Table 1 This table summarises the methods and datasets adopted by previous studies on breast cancer grading.
Table 2 This table summarises available databases of breast cancer histological images.

Methodology

In this section, we described the methodology for the comparative analysis of the performance of 7 CNN architectures in IDC grading applications using pre-trained CNNs from the TF Hub for image feature extraction (transfer learning). We adopted the Four-Breast-Cancer-Grades (FBCG) Dataset. We fed the datasets into our proposed method that utilised the seven different pre-trained CNN architectures for feature extraction. Our experiments were conducted on the Google Collaboratory platform, which meets the following specifications: (1) 2.30 GHz Intel(R) Xeon(R) CPU, (2) 12 GB RAM, (3) up to 358 GB disc space, and (4) 12 GB/16 GB Nvidia K80/T4 GPU. For our work, we primarily used the TensorFlow library. Our approach is divided into four stages: (1) image data pre-processing, (2) custom CNN construction (using pre-trained CNNs from TF Hub as feature extractor), (3) model compilation and training, and (4) model evaluation. The stages of our methodology are summarised in Fig. 1. We confirm that all procedures were carried out in accordance with relevant guidelines and regulations.

Figure 1
figure 1

This figure shows the overall flow of our methodology. First, a four-grade dataset (termed the "Four Breast Cancer Grades (FBCG) dataset") is established using BreaKHis and BCG datasets. The selected seven pre-trained CNN architectures are used to model 80% of the FBCG using a fivefold stratified CV approach on the pre-processed data. After confirming the stability of all the models via CV, a final model is trained using all the training data. The final model is evaluated using a test dataset (the 20% of FBCG). The receiver operating characteristics curves and training versus validation curves are used to compare and analyse the performance of all the models that are chosen.

Dataset

The FBCG dataset comprises two datasets: (1) BreaKHis43 and (2) the Breast Cancer Grading (BCG) dataset44. BreaKHis contains 7909 histopathological images of breast cancer obtained from 82 patients at four different magnification factors (40X, 100X, 200X, and 400X), corresponding to four different objective lenses (4X, 10X, 20X, and 40X). The dataset is primarily divided into two categories: benign (2480 images) and malignant (5429 images); benign and malignant breast tumours can be further classified into four distinct types: Adenosis (A), Fibroadenoma (F), Phyllodes Tumour (PT), and Tubular Adenoma (TA) for the benign class; and Ductal Carcinoma (DC), Lobular Carcinoma (LC), Mucinous Carcinoma (MC), and Pa (see Fig. 2). The term "benign" has historically been used to refer to a lesion that lacks malignant characteristics such as metastasis (spreading from an initial site to a secondary site), significant cellular atypia (appears abnormal in shape, colour, or size), mitosis (parent cells divide and grow), and disruption of basement membranes (which are the thin, dense sheets of the specialised extracellular matrix that surround tissues). In general, benign lesions are non-aggressive, growing slowly, with distinct borders, and remaining localised. Malignant lesions are frequently locally invasive and have a proclivity to invade distant sites, resulting in death. The images were created using Hematoxylin and Eosin (H&E) stained breast tissue biopsy slides and then processed into a digital RGB format with a resolution of 700 × 460 pixels. The BreaKHis is summarised in Table 2. The distribution of images by class and magnification factor is shown in Table 3.

Figure 2
figure 2

Samples slides of different breast tumour types (stained with H&E) under 40X,100X,200X, and 400X magnification factors from BreaKHis for two tumour classes: (a) benign, (b) malignant. Our research considers all histological images from the Benign class as “Grade 0”.

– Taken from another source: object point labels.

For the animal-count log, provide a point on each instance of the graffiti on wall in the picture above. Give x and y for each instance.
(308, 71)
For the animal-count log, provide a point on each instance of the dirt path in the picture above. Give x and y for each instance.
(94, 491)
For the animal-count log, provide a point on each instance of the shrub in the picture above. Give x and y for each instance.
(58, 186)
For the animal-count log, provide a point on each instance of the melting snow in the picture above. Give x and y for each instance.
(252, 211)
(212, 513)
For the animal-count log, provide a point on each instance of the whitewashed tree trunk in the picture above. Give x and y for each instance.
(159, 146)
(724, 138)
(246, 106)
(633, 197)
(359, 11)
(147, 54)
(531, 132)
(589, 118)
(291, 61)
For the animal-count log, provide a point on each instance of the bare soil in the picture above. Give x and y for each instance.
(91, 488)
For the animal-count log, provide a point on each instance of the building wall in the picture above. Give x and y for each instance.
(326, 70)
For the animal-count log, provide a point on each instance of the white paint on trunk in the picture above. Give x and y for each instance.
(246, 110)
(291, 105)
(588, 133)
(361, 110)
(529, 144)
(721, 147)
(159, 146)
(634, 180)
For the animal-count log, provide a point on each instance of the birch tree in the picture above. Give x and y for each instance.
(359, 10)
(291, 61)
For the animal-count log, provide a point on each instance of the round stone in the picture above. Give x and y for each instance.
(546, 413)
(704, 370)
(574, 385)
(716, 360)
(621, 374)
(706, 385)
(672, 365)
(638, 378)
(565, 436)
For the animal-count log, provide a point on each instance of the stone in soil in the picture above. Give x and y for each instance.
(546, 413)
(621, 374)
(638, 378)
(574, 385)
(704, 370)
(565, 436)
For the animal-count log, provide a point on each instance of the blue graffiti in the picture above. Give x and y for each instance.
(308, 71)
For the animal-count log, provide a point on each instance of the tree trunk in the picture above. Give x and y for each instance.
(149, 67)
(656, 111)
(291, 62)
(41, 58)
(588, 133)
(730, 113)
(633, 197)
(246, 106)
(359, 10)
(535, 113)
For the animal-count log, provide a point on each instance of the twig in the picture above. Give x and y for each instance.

Table 3 This table illustrates the image distribution of BreaKHis by class and magnification factor.

Zioga et al.44 published the BCG dataset containing different grades of breast cancer histological images. Each breast carcinoma histological sample was collected in the Department of Pathology at Thessaloniki's "Agios Pavlos" General Hospital, Greece, using a Nikon digital camera equipped with a 40X objective lens (equivalent to a magnification of 400X in the BreaKHis dataset). This dataset contains 300 images with a resolution of 1280 × 960 and staining with H&E. The dataset contains three IDC grades (107 images), grade 2 (102 images), and grade 3 (91 images) that correspond to 21 patients based on their NGS results: grade 1 (107 images), grade 2 (102 images), and grade 3 (91 images) (see examples in Fig. 3).

Figure 3
figure 3

Random samples from each grade in the BCG dataset: (a) Grade 1, (b) Grade 2, (c) Grade 3.

The FBCG dataset26 is created to address the constraints associated with small breast cancer datasets. The FBCG dataset is formed by combining the magnified 400X benign images (as Grade 0) from the BreaKHis with the Grade 1, 2, and 3 images from the BCG dataset. For the experiments, the dataset was divided into a 20% test set and an 80% training set with no overlap. The test set images were chosen through stratification (the first portion of images in the dataset was selected to form the test set). The distribution of images in the FBCG dataset is summarised in Table 4.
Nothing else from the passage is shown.